A esta columna no le gustan las filtraciones de documentos de gobierno. Ni las de Assange o Snowden, ni la reciente de Peniley Ramírez. No critico a los periodistas, sino que creo que no toda la información que se mueve al interior del gobierno debe necesariamente conocerse. Fuera de contexto, parcial, esa información provoca confusión. Seguramente habrá personas que consideren que el derecho a la información va antes que cualquier otra consideración, porque nunca han trabajado en el gobierno, o porque desearían que desapareciese. No es el caso de esta columna.

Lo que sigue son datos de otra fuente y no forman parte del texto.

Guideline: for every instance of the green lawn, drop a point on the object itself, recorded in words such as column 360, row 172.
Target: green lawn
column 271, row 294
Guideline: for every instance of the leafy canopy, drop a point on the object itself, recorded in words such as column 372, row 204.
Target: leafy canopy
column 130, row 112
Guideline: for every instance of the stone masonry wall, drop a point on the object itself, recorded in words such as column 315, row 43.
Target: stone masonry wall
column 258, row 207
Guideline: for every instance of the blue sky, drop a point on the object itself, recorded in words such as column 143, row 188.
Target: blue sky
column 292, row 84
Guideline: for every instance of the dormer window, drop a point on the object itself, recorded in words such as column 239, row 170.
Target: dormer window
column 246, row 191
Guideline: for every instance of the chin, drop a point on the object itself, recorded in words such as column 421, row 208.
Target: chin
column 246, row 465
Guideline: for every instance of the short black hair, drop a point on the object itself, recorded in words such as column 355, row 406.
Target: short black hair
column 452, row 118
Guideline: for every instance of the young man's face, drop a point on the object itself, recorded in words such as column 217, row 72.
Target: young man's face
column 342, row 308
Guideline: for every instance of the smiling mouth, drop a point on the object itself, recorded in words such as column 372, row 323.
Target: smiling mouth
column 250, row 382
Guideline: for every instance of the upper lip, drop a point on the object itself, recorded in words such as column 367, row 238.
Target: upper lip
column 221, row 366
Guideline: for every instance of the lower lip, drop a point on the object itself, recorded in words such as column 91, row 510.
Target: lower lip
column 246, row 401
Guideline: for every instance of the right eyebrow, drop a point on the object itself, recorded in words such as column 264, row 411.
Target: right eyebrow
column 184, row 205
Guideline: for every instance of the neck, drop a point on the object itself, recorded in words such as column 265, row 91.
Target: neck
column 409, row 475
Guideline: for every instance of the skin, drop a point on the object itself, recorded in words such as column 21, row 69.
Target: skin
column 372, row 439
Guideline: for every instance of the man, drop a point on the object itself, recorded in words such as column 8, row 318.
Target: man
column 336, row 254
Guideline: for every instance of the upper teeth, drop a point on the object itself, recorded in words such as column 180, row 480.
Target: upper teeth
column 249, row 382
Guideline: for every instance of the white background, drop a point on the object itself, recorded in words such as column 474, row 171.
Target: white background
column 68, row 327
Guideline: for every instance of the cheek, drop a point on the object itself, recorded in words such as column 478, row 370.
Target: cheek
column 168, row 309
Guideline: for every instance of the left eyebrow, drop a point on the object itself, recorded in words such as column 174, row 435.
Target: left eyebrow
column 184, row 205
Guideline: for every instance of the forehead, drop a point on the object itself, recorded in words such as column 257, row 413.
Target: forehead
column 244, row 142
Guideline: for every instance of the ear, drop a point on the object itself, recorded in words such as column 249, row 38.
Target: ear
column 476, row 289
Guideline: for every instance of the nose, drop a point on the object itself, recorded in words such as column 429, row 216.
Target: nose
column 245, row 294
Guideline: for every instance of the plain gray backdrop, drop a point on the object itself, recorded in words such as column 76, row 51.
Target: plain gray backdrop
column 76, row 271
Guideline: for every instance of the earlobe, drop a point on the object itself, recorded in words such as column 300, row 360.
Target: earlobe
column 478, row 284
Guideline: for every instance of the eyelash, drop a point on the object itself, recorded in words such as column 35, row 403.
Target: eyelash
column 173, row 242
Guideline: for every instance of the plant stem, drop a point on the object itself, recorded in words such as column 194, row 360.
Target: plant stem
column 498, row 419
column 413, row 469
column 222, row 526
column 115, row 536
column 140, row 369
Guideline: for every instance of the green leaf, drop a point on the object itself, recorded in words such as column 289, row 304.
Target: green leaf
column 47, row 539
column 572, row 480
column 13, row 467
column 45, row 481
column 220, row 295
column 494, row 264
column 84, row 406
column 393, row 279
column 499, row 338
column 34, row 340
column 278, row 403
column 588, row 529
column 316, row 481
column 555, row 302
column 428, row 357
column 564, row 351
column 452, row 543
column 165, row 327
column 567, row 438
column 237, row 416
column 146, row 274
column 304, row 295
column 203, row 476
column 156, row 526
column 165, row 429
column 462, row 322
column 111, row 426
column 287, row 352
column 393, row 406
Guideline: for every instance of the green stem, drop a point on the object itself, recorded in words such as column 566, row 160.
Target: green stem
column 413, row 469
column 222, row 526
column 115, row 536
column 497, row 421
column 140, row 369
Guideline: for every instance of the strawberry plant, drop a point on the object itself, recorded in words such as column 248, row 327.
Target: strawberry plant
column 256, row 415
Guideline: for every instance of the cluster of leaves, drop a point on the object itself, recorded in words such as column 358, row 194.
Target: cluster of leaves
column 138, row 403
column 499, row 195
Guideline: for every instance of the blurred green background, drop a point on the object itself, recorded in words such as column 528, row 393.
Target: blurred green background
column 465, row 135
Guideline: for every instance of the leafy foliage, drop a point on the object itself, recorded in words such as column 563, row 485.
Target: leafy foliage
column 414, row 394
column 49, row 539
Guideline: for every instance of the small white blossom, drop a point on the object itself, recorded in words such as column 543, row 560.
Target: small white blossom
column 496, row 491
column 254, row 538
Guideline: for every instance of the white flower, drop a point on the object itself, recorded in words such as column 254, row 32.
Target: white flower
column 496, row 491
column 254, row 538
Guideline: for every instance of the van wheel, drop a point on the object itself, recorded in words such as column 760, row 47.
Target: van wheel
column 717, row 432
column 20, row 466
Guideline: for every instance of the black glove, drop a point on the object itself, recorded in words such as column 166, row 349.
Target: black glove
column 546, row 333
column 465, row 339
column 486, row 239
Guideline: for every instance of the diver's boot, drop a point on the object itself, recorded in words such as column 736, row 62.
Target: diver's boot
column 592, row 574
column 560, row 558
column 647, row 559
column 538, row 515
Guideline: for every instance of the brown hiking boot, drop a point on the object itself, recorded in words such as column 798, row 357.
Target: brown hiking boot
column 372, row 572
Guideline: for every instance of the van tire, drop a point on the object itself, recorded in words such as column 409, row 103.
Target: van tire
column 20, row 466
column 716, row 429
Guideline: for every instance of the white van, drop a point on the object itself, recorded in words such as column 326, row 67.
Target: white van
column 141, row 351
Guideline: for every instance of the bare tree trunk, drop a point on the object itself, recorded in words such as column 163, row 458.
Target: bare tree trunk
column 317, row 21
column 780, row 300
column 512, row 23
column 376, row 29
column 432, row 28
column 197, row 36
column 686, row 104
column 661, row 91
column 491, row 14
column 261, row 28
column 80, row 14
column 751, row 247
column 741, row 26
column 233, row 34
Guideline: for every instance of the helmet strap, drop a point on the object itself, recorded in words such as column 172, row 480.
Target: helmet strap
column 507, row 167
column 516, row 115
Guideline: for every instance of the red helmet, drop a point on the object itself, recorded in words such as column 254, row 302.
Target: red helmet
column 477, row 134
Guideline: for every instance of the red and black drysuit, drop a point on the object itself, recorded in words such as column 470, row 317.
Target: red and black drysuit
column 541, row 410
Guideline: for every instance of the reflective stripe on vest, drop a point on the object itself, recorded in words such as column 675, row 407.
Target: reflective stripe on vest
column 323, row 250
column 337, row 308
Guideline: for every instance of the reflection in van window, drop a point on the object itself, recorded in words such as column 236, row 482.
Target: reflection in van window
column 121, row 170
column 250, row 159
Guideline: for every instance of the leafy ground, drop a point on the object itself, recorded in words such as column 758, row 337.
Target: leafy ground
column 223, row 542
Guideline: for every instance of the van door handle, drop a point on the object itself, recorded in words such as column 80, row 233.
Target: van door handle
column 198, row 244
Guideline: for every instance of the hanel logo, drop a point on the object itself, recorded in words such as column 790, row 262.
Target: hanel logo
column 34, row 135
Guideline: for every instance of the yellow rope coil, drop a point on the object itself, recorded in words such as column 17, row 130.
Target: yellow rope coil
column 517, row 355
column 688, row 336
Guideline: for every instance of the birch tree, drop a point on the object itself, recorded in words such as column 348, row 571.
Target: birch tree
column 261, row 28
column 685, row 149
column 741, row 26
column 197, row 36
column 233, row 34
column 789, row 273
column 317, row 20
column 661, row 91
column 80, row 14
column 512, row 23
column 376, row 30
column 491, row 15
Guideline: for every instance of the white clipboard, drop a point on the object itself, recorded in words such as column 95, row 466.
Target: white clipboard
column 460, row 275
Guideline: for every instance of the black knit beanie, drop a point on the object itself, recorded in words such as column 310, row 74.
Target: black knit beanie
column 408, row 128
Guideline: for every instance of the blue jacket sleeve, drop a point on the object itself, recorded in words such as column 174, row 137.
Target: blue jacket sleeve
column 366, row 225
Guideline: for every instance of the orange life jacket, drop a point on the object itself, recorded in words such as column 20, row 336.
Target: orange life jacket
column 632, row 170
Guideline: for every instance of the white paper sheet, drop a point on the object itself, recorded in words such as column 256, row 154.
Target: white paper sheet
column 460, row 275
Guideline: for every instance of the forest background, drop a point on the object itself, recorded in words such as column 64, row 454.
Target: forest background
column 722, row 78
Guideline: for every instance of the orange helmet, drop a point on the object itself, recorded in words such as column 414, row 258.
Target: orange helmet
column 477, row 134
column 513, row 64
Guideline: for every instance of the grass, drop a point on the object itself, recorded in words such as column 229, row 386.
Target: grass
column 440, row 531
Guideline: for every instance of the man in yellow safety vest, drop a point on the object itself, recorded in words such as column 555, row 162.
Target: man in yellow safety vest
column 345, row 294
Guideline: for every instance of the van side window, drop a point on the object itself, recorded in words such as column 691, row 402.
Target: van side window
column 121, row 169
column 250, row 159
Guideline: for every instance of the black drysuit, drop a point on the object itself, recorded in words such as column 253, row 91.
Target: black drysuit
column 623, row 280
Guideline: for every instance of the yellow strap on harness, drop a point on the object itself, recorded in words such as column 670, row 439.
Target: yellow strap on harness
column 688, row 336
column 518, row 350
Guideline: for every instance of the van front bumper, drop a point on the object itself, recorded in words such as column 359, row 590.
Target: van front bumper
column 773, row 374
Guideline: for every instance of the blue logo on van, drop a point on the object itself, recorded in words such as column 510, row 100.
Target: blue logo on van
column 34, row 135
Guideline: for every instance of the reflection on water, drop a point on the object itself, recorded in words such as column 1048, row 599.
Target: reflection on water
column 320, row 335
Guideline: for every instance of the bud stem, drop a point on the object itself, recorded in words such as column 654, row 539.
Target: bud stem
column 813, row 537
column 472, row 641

El caos que hay ahora alrededor de la masacre de Iguala de hace ocho años no tiene su origen en la filtración. El origen es el uso político e ideológico de un evento extraordinario del crimen organizado. Se le dio a ese evento la atención que se le negó a mayores masacres en Allende, o San Fernando, por poner ejemplos, debido a que las víctimas provenían de una normal rural, la más emblemática de todas, la Raúl Isidro Burgos, mejor conocida como Normal de Ayotzinapa. De ella egresaron Genaro Vázquez y Lucio Cabañas. El primero, fundador de la Asociación Cívica Nacional Revolucionaria; el segundo, del Partido de los Pobres, y de su Brigada Campesina de Ajusticiamiento.
Como debería saberse, las normales rurales son centros de adiestramiento guerrillero controlados por la Federación de Estudiantes Campesinos Socialistas de México (FECSM), organización semiclandestina que desde hace décadas es sospechosa de tener nexos con el crimen. También es conocido que el Ejército ha ocupado Guerrero desde los tiempos de Rubén Figueroa padre, quien fue secuestrado, durante su campaña a la gubernatura, por Lucio Cabañas. Eran los tiempos de Luis Echeverría (¿le suena?), que no dudó en barrer el estado con los militares, que desde entonces ocupan, literalmente, el territorio.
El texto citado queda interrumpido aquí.